Chaperoned by Hanson, who was armed with a glass of water to chuck into her mainframe in case she returned once more to her darker thoughts, Sophia navigated Piers Morgan’s inexplicably sleazy questions with aplomb.
We couldn’t help but think the daytime TV show squandered its opportunity to grill the skinhead robot on important world issues by instead asking her fatuous questions about her love life, but it was to Sophia’s credit that she kept her cool under Morgan’s tabloid probing. He’s used to getting under the skin of his guests, but where a puce Michael Gove spluttered and malfunctioned just days earlier, Sophia remained composed – if not a bit glib – even when the former Daily Mirror editor called her a freak.
That’s not to say Sophia’s the finished article. Indeed, her lack of comic timing and evident self-satisfaction at her own sub-par jokes leaves a lot to be desired. But it does qualify her for further UK daytime TV work. This was a screen test to host Loose Women if ever we’ve seen one.

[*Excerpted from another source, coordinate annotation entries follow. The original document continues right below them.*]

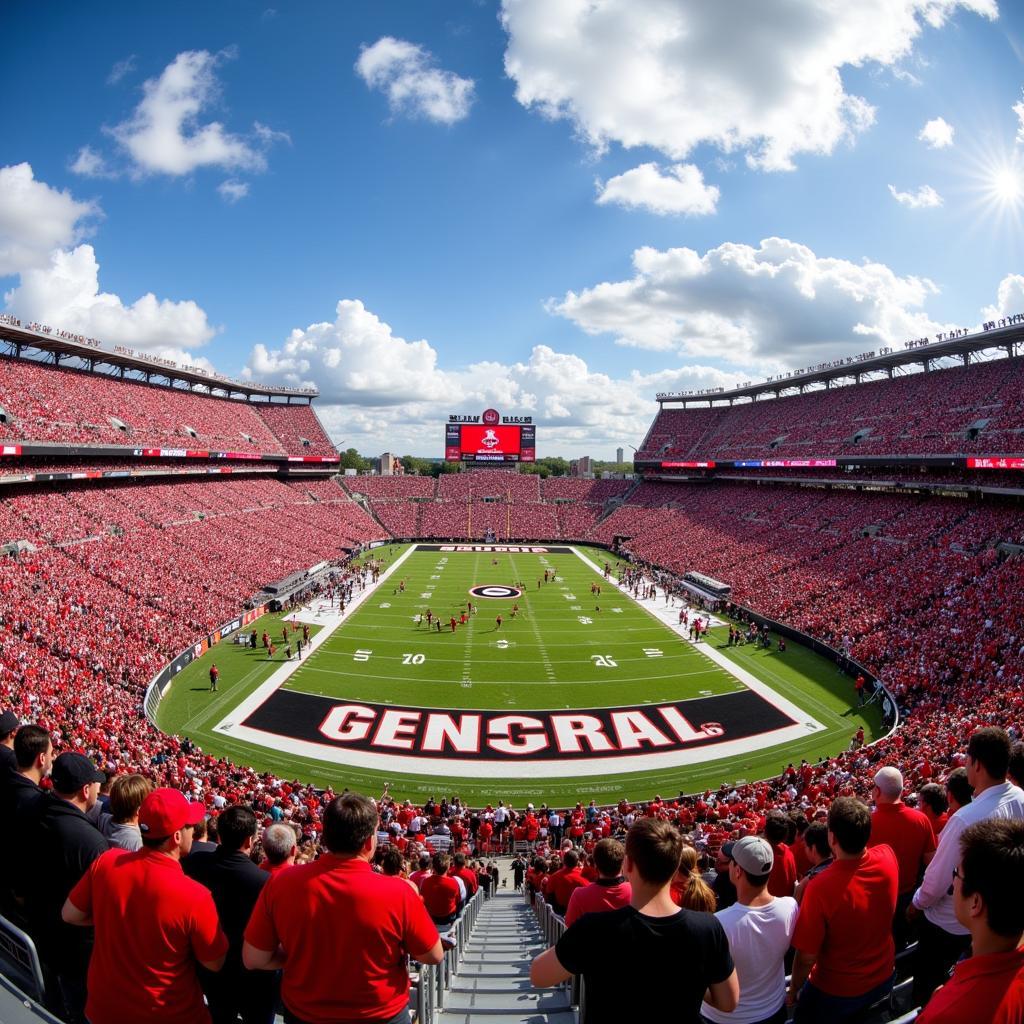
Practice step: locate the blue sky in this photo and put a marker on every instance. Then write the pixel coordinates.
(555, 207)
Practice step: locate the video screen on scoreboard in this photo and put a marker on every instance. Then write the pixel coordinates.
(476, 442)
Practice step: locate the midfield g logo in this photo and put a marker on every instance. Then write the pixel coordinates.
(496, 591)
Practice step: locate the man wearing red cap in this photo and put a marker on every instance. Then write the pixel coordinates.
(341, 932)
(153, 924)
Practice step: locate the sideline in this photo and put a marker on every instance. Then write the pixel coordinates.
(538, 769)
(668, 614)
(330, 624)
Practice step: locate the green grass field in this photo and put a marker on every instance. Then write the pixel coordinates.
(559, 652)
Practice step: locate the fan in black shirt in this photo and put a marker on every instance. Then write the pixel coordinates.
(651, 939)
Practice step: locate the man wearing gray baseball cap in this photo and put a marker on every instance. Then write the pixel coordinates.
(759, 927)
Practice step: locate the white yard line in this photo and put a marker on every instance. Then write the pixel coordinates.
(325, 615)
(802, 727)
(669, 615)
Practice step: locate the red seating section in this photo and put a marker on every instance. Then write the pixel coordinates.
(919, 414)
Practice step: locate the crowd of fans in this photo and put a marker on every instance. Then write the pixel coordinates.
(49, 403)
(118, 579)
(962, 410)
(134, 893)
(499, 504)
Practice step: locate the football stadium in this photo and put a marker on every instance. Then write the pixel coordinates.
(292, 734)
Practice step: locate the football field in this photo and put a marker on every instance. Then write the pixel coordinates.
(580, 691)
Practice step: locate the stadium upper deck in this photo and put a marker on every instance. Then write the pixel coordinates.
(964, 411)
(72, 407)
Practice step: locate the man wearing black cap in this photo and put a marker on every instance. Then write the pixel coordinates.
(8, 726)
(64, 844)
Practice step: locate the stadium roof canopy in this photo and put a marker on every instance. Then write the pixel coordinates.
(1007, 335)
(58, 347)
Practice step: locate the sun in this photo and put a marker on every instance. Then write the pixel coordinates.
(1007, 184)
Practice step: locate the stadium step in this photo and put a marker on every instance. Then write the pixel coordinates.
(492, 981)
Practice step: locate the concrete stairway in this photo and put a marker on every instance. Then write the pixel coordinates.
(492, 982)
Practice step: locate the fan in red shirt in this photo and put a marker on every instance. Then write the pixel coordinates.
(846, 956)
(782, 880)
(910, 836)
(440, 892)
(565, 881)
(609, 892)
(339, 932)
(153, 924)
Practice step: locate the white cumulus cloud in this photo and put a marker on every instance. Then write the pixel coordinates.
(165, 134)
(67, 294)
(680, 190)
(673, 74)
(382, 392)
(762, 308)
(937, 133)
(1009, 298)
(924, 199)
(407, 74)
(59, 279)
(35, 219)
(121, 70)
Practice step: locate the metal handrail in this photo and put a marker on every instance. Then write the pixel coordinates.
(435, 979)
(553, 928)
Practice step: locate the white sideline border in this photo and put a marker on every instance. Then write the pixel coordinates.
(331, 754)
(669, 615)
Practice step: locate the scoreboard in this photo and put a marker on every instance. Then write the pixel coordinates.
(489, 438)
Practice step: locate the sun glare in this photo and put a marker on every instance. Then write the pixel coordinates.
(1008, 185)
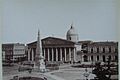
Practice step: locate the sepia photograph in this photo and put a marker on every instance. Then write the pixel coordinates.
(59, 40)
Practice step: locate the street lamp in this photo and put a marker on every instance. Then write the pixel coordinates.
(86, 74)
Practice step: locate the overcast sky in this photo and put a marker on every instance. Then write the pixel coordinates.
(93, 19)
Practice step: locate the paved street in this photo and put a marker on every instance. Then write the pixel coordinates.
(64, 73)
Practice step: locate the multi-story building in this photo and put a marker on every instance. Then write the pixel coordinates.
(73, 50)
(98, 51)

Among those ever present first world problems is how to keep your phone charged – especially if you are out on the razz.
The University of the West of England may have just the answer. It has developed a pioneering solution, based on taking a pee. Apparently there’s some pretty clever microbes out there that can do everything from turning urine into electricity, killing bacteria, to world peace.
“We were really excited with the results – it shows we have a stable biological system in which we can treat waste, generate electricity and stop harmful organisms making it through to the sewerage network,” said, professor Ioannis Ieropoulos, who is leading the research.
The idea is being developed into a microbial fuel cell.
So perhaps, one day, you’ll be able to keep your phone charged, no matter how long you stay out boozing…so long as you take a leak. I expect that won’t be too much of a bar to success.